Storm stared at his brother. Michael looked terribly uncomfortable. "Why the hell would he take up with this Deeth?"

"That's where I had to strain the old logic box. We have to go back to your father and mother to put it together. You know the family stories. He met her on Prefactlas. She was pregnant when they got married. Boris never found out who Michael's father was. Emily wouldn't say. Like that.

"Check my reasoning. Emily was born a Sangaree pleasure girl. Her genetic tagging was distinctly Norbon. We know she spent several years traveling and living with a boy who may have fathered Michael. He vanished completely once your mother moved in with Boris.

"There was a more notorious disappearance at the same time.
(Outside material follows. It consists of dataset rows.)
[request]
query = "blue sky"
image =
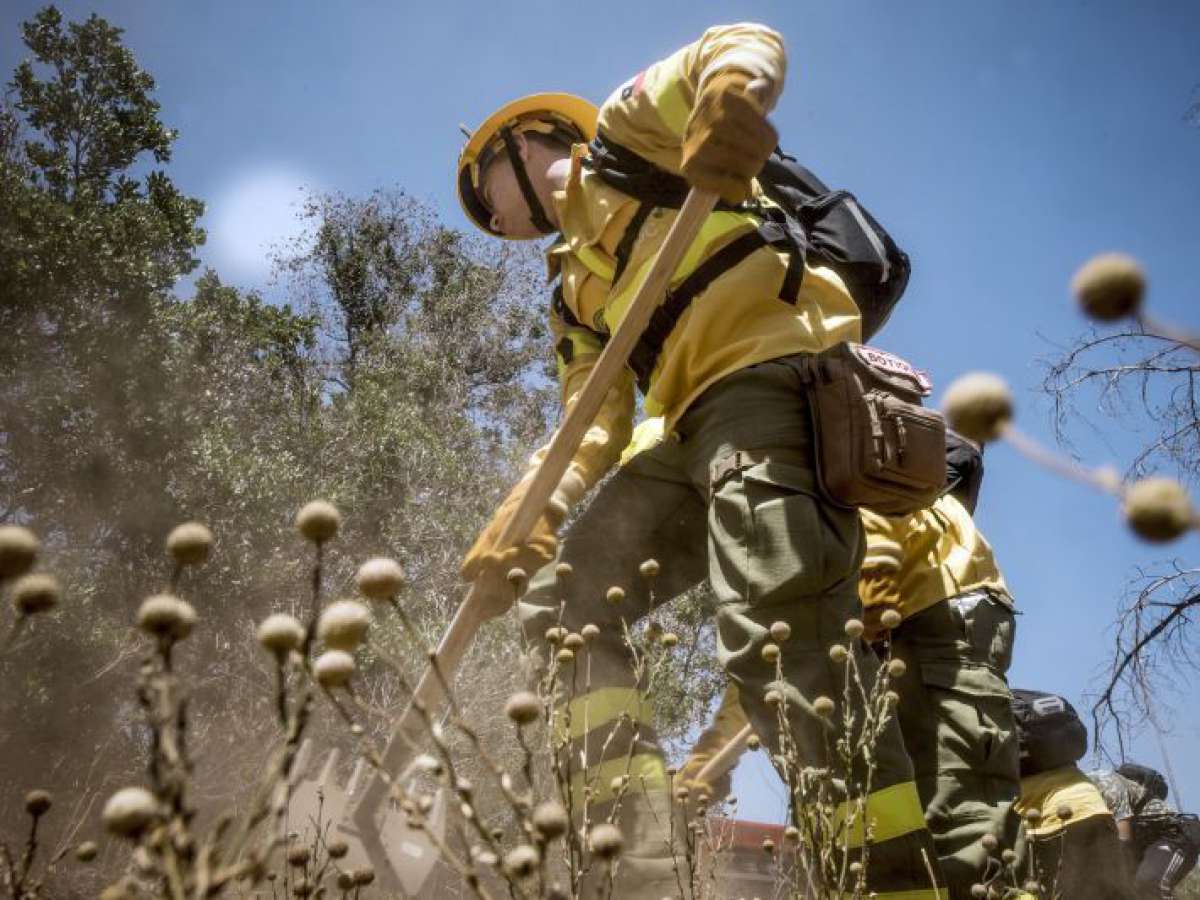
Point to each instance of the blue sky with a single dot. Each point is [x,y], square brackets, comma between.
[1002,144]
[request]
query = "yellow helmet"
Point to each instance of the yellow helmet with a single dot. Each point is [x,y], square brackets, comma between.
[564,114]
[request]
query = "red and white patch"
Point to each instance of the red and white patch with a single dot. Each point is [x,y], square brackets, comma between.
[891,363]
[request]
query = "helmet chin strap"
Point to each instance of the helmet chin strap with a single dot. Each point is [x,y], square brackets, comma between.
[537,211]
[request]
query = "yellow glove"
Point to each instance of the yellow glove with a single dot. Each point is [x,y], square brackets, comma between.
[727,138]
[727,723]
[537,551]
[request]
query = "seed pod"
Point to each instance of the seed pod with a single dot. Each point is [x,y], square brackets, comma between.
[36,593]
[429,763]
[1109,287]
[523,708]
[167,617]
[1158,509]
[318,521]
[190,544]
[551,821]
[521,862]
[334,669]
[18,551]
[978,406]
[343,624]
[37,803]
[130,811]
[379,579]
[281,634]
[606,841]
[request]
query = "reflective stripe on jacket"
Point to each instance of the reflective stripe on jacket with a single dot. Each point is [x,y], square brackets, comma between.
[1051,791]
The grand master of the Prefactlas underworld, a man we called the Serpent. My friend Beckhart tells me the Serpent and this Rhafu are the same guy. Starting to get a picture?"

"I've got one." Storm laid a finger alongside his nose. "And I don't like it. He's not just dealing with them, he is one of them. The son of this Deeth. Implausible on its face, but you found a few crossbreeds on Prefactlas, didn't you?"